Adapun gadis yang berpakaian serba kuning bernama Mandari, berusia dua puluh satu tahun. Ia adalah adik Lasmini. Berbeda bentuk wajahnya dengan mbakayunya, Mandari berwajah agak bulat dengan mata yang lebar bersinar-sinar, hidungnya mancung dan mulutnya juga amat indah dengan bibir yang selalu merekah dan merah basah. Seperti juga mbakayunya, kulit gadis ini kekuningan, putih mulus dan kedua pipinya yang putih halus itu agak kemerahan tanpa gincu, tanda bahwa tubuh yang muda itu sehat segar. Seperti juga Lasmini, Mandari yang berusia dua puluh satu tahun itu kelihatannya seperti baru berusia tujuh belas tahun saja.

Sukar untuk menilai siapa yang lebih menarik di antara kedua orang gadis kakak beradik ini. Keduanya memiliki kecantikan yang berbeda, namun sama sama menarik dan menggairahkan. Pakaian mereka juga indah, dengan perhiasan-perhiasan dari emas dan batu permata. Kedua orang gadis itu lalu duduk di atas bangku-bangku berhadapan dengan Ki Nagakumala.

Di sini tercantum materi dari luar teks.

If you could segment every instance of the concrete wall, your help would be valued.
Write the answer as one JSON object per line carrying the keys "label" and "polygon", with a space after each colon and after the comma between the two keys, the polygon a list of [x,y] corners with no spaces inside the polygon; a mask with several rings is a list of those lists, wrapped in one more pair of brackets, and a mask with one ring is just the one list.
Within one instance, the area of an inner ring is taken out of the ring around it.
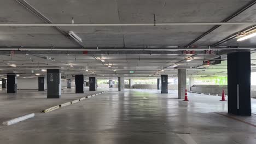
{"label": "concrete wall", "polygon": [[[102,88],[108,88],[108,84],[100,84],[98,85],[98,87]],[[118,85],[113,85],[113,88],[118,88]],[[143,84],[134,84],[132,86],[132,88],[135,89],[157,89],[156,85],[143,85]],[[130,88],[129,85],[125,85],[125,88]],[[189,85],[187,85],[187,89],[189,89]],[[177,90],[178,85],[168,85],[168,90]]]}
{"label": "concrete wall", "polygon": [[[61,88],[67,88],[67,81],[61,81]],[[85,86],[85,82],[84,82]],[[75,87],[75,83],[74,81],[71,81],[71,87]]]}
{"label": "concrete wall", "polygon": [[[228,95],[228,86],[226,85],[194,85],[191,87],[191,90],[194,92],[220,95],[222,94],[223,89],[224,89],[225,94]],[[251,95],[252,98],[256,98],[256,86],[251,86]]]}
{"label": "concrete wall", "polygon": [[222,89],[224,89],[225,94],[228,95],[228,86],[219,85],[194,85],[191,87],[193,92],[211,93],[211,94],[222,94]]}
{"label": "concrete wall", "polygon": [[17,89],[38,89],[38,78],[17,78]]}

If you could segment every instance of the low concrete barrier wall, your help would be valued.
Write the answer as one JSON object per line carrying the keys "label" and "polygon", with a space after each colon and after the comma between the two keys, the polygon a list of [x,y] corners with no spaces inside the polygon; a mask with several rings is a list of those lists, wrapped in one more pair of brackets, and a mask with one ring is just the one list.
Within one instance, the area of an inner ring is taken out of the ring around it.
{"label": "low concrete barrier wall", "polygon": [[228,86],[219,85],[194,85],[191,91],[203,93],[211,93],[211,94],[222,94],[222,89],[224,89],[225,94],[228,95]]}
{"label": "low concrete barrier wall", "polygon": [[[193,92],[203,93],[211,93],[211,94],[222,94],[222,89],[224,89],[225,94],[228,94],[228,86],[219,85],[194,85],[191,87]],[[256,98],[256,86],[251,86],[251,96],[252,98]]]}

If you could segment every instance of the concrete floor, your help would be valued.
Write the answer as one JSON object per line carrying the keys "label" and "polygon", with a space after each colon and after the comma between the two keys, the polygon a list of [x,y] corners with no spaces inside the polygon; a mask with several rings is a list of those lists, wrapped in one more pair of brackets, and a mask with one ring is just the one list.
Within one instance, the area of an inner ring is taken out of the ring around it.
{"label": "concrete floor", "polygon": [[[126,89],[124,93],[112,89],[49,113],[37,113],[34,118],[16,124],[2,126],[0,141],[44,144],[256,143],[256,127],[248,124],[256,125],[256,115],[232,116],[241,121],[238,121],[214,113],[226,115],[227,101],[219,101],[220,97],[189,94],[190,101],[187,102],[176,99],[177,91],[159,93],[142,89]],[[19,94],[22,95],[21,92]],[[0,94],[0,97],[3,95]],[[42,98],[42,100],[44,99]],[[15,102],[11,109],[6,106],[8,98],[1,98],[1,109],[9,111],[18,110],[15,107],[21,105]],[[31,103],[28,101],[24,106],[31,105],[27,104]],[[256,113],[256,100],[252,99],[252,103],[253,113]]]}

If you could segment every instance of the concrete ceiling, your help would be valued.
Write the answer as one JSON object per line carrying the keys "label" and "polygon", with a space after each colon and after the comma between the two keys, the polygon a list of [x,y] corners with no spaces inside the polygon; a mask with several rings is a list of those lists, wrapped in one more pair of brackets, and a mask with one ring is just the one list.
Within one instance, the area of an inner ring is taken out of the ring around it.
{"label": "concrete ceiling", "polygon": [[[18,2],[0,2],[1,23],[44,23],[42,19]],[[54,23],[125,23],[164,22],[218,22],[230,16],[240,9],[255,1],[82,1],[26,0],[36,10]],[[255,21],[256,5],[248,8],[228,22]],[[193,47],[207,47],[251,26],[248,25],[220,26],[193,43]],[[122,47],[155,48],[183,47],[207,32],[213,26],[91,26],[61,27],[64,33],[72,31],[83,40],[74,43],[71,38],[53,27],[0,27],[1,49],[12,47]],[[256,46],[256,38],[238,42],[231,39],[218,46]],[[193,49],[193,48],[190,48]],[[189,49],[188,48],[188,49]],[[216,55],[183,55],[176,51],[172,55],[83,55],[67,52],[66,54],[15,52],[0,55],[0,74],[15,73],[24,75],[44,75],[42,69],[61,68],[66,75],[84,74],[102,77],[159,76],[166,74],[176,75],[173,65],[188,67],[188,74],[195,75],[225,75],[225,55],[221,64],[199,67],[203,61],[218,57]],[[256,64],[256,55],[252,51],[252,63]],[[193,58],[187,62],[186,58]],[[47,57],[52,59],[47,59]],[[54,59],[54,61],[53,61]],[[101,59],[104,59],[102,62]],[[15,64],[16,67],[10,66]],[[71,67],[72,65],[73,67]],[[111,65],[108,67],[108,65]],[[254,70],[255,66],[252,65]],[[199,69],[201,68],[200,69]],[[162,71],[161,70],[164,71]],[[85,71],[89,70],[89,71]],[[114,70],[115,70],[114,71]],[[32,73],[31,71],[33,71]],[[130,73],[135,71],[134,74]],[[93,72],[93,73],[92,73]]]}

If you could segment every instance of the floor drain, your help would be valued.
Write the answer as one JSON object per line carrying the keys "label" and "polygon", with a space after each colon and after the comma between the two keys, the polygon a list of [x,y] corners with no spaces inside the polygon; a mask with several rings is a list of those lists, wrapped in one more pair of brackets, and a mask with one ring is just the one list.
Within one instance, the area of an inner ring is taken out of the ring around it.
{"label": "floor drain", "polygon": [[174,133],[176,134],[190,134],[190,133],[186,133],[186,132],[175,132]]}

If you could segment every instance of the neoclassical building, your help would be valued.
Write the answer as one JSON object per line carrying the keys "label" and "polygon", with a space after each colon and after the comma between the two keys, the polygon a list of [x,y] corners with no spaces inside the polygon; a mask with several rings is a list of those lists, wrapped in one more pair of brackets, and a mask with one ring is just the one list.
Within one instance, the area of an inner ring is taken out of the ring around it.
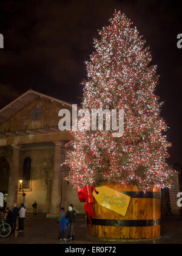
{"label": "neoclassical building", "polygon": [[[0,110],[0,192],[10,208],[24,200],[27,212],[32,212],[36,201],[39,212],[47,213],[48,218],[57,216],[60,206],[67,208],[70,203],[78,213],[84,213],[77,191],[62,179],[67,171],[61,166],[64,145],[72,138],[69,132],[58,129],[61,108],[72,113],[72,105],[30,90]],[[24,198],[19,180],[26,194]],[[163,191],[164,212],[168,197],[173,213],[180,213],[179,191],[177,176],[167,197]]]}
{"label": "neoclassical building", "polygon": [[84,213],[77,191],[62,179],[64,145],[72,138],[58,129],[61,108],[72,111],[72,105],[30,90],[0,110],[0,191],[10,208],[23,201],[22,180],[28,212],[36,201],[47,217],[56,216],[60,205],[66,208],[70,203]]}

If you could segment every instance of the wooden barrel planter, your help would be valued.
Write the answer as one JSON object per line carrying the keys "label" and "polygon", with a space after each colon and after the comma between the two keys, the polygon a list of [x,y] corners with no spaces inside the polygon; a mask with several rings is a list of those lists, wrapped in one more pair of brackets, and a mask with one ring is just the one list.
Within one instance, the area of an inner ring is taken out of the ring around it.
{"label": "wooden barrel planter", "polygon": [[135,185],[125,188],[104,183],[131,197],[125,216],[99,205],[93,204],[96,218],[87,222],[89,234],[101,238],[140,240],[160,236],[161,189],[151,188],[145,193]]}

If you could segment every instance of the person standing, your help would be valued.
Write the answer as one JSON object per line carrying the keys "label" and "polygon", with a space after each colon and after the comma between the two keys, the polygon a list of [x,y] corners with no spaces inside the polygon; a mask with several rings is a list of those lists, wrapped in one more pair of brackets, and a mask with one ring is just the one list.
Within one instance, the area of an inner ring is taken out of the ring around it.
{"label": "person standing", "polygon": [[66,213],[66,218],[69,221],[68,224],[68,239],[74,240],[75,236],[75,223],[76,219],[76,212],[73,210],[73,205],[70,204],[68,207],[68,211]]}
{"label": "person standing", "polygon": [[[63,211],[63,210],[62,210]],[[65,213],[62,212],[62,218],[59,222],[60,225],[60,241],[66,241],[66,230],[67,230],[67,225],[69,223],[69,221],[65,217]]]}
{"label": "person standing", "polygon": [[15,232],[16,230],[16,219],[18,216],[18,213],[19,213],[19,209],[17,207],[16,204],[15,203],[14,207],[12,210],[12,220],[11,220],[12,233],[15,233]]}
{"label": "person standing", "polygon": [[35,201],[35,203],[32,205],[32,207],[33,208],[33,214],[36,215],[37,213],[37,202],[36,201]]}
{"label": "person standing", "polygon": [[24,220],[25,218],[26,208],[24,204],[21,204],[20,210],[19,212],[19,227],[18,230],[19,232],[24,231]]}

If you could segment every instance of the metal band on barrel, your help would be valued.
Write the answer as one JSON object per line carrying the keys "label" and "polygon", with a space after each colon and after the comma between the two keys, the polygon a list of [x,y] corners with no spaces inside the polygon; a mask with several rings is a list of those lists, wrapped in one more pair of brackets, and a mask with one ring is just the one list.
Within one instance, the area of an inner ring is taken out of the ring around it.
{"label": "metal band on barrel", "polygon": [[[89,220],[87,219],[89,224]],[[110,227],[152,227],[160,226],[160,219],[120,220],[92,219],[92,225],[107,226]]]}
{"label": "metal band on barrel", "polygon": [[160,192],[141,192],[141,191],[120,191],[132,198],[156,198],[161,199],[161,193]]}

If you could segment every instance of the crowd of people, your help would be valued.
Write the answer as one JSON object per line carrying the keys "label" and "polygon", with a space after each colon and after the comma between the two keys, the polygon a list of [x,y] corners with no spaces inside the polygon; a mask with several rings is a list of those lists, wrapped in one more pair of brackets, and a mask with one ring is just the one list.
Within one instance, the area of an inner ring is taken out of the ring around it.
{"label": "crowd of people", "polygon": [[25,218],[26,208],[24,204],[21,204],[18,207],[15,203],[14,207],[11,211],[8,207],[1,207],[0,214],[3,219],[8,223],[12,227],[12,233],[15,233],[16,227],[16,220],[18,218],[18,229],[16,230],[19,232],[24,231],[24,220]]}
{"label": "crowd of people", "polygon": [[[38,205],[36,201],[32,207],[33,208],[33,213],[36,215]],[[10,225],[13,234],[15,234],[15,231],[24,232],[25,214],[26,208],[24,204],[21,204],[20,207],[18,207],[15,203],[12,211],[8,207],[0,207],[0,215],[4,221]],[[18,228],[16,229],[18,219]],[[59,239],[61,241],[74,240],[75,219],[76,212],[73,209],[72,204],[69,205],[66,213],[64,208],[61,208],[58,219],[58,224],[59,226]]]}

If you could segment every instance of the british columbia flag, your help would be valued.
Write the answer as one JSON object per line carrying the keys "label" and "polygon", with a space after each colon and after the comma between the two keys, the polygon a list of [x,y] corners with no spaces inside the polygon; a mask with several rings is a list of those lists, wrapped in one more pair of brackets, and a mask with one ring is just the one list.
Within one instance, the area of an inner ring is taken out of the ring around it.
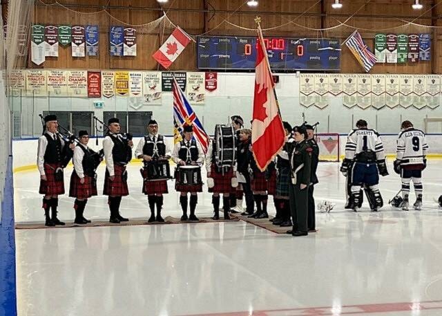
{"label": "british columbia flag", "polygon": [[206,154],[209,147],[209,136],[175,78],[173,78],[172,91],[173,93],[173,143],[176,144],[181,140],[183,125],[193,125],[193,137],[200,142],[203,151]]}

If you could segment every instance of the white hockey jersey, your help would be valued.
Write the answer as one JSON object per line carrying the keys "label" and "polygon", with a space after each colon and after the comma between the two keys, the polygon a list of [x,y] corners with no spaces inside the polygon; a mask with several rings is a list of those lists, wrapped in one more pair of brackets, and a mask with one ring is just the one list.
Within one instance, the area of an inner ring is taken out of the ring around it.
{"label": "white hockey jersey", "polygon": [[356,159],[359,154],[373,153],[376,160],[385,159],[384,147],[377,131],[371,129],[353,129],[348,134],[345,158]]}
{"label": "white hockey jersey", "polygon": [[422,131],[411,128],[401,131],[396,144],[396,159],[401,165],[423,164],[428,145]]}

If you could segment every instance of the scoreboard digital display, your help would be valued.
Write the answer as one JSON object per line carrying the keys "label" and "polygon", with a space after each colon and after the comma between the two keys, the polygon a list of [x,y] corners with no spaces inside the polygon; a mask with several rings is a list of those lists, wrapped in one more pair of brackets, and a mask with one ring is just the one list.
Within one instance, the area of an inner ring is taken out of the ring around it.
{"label": "scoreboard digital display", "polygon": [[[325,38],[265,38],[272,71],[340,69],[340,41]],[[197,39],[199,69],[254,70],[257,38],[204,36]]]}

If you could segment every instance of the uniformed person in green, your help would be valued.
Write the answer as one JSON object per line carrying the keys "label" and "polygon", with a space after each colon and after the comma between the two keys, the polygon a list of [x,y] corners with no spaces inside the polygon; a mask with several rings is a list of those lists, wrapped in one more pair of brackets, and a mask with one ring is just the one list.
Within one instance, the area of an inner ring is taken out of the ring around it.
{"label": "uniformed person in green", "polygon": [[289,193],[293,230],[289,230],[287,233],[295,236],[306,236],[308,234],[308,191],[313,150],[306,141],[307,131],[305,127],[295,127],[293,131],[296,145],[289,153],[291,173]]}
{"label": "uniformed person in green", "polygon": [[311,172],[310,174],[310,185],[309,185],[309,215],[307,217],[307,227],[309,232],[316,230],[316,220],[315,217],[315,199],[313,196],[314,186],[319,181],[316,176],[318,162],[319,162],[319,147],[314,138],[314,128],[311,125],[306,124],[307,143],[311,148]]}

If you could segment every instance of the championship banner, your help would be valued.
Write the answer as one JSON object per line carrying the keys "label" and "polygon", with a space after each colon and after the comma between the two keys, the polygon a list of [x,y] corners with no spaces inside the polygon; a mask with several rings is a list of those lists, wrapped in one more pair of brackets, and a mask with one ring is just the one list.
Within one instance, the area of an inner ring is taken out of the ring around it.
{"label": "championship banner", "polygon": [[206,73],[206,90],[213,92],[218,86],[218,73]]}
{"label": "championship banner", "polygon": [[129,96],[142,97],[143,95],[143,73],[131,71],[129,73]]}
{"label": "championship banner", "polygon": [[372,106],[379,110],[385,106],[385,75],[372,75]]}
{"label": "championship banner", "polygon": [[421,109],[427,106],[425,96],[427,89],[427,76],[425,75],[414,75],[413,77],[413,106]]}
{"label": "championship banner", "polygon": [[41,24],[33,25],[31,34],[30,59],[36,65],[41,65],[44,62],[46,47],[44,26]]}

"Uwa, ada keperluan apakah gerangan maka uwa memanggil kami dengan teriakan nyaring?" tanya Lasmini, senyumnya tak pernah meninggalkan bibirnya yang semringah.

"Kami sedang mempersiapkan sarapan untuk uwa." Kata pula Mandari.

"Eh, keponakanku yang ayu merak-ati, murid-muridku yang dhenok montrok-montrok, aku tadi duduk termenung di sini dan melihat burung-burung itu terbang berpasang-pasangan dengan gembira. Aku lalu teringat kepada kalian dan merasa berdosa mengapa dua orang keponakanku yang ayu manis kubiarkan hidup merana dan kesepian. Lasmini dan Mandari, ingatkah kalian berapa usia kalian tahun ini?"

"Usiaku dua puluh tiga tahun, uwa Nagakumala." Kata Lasmini.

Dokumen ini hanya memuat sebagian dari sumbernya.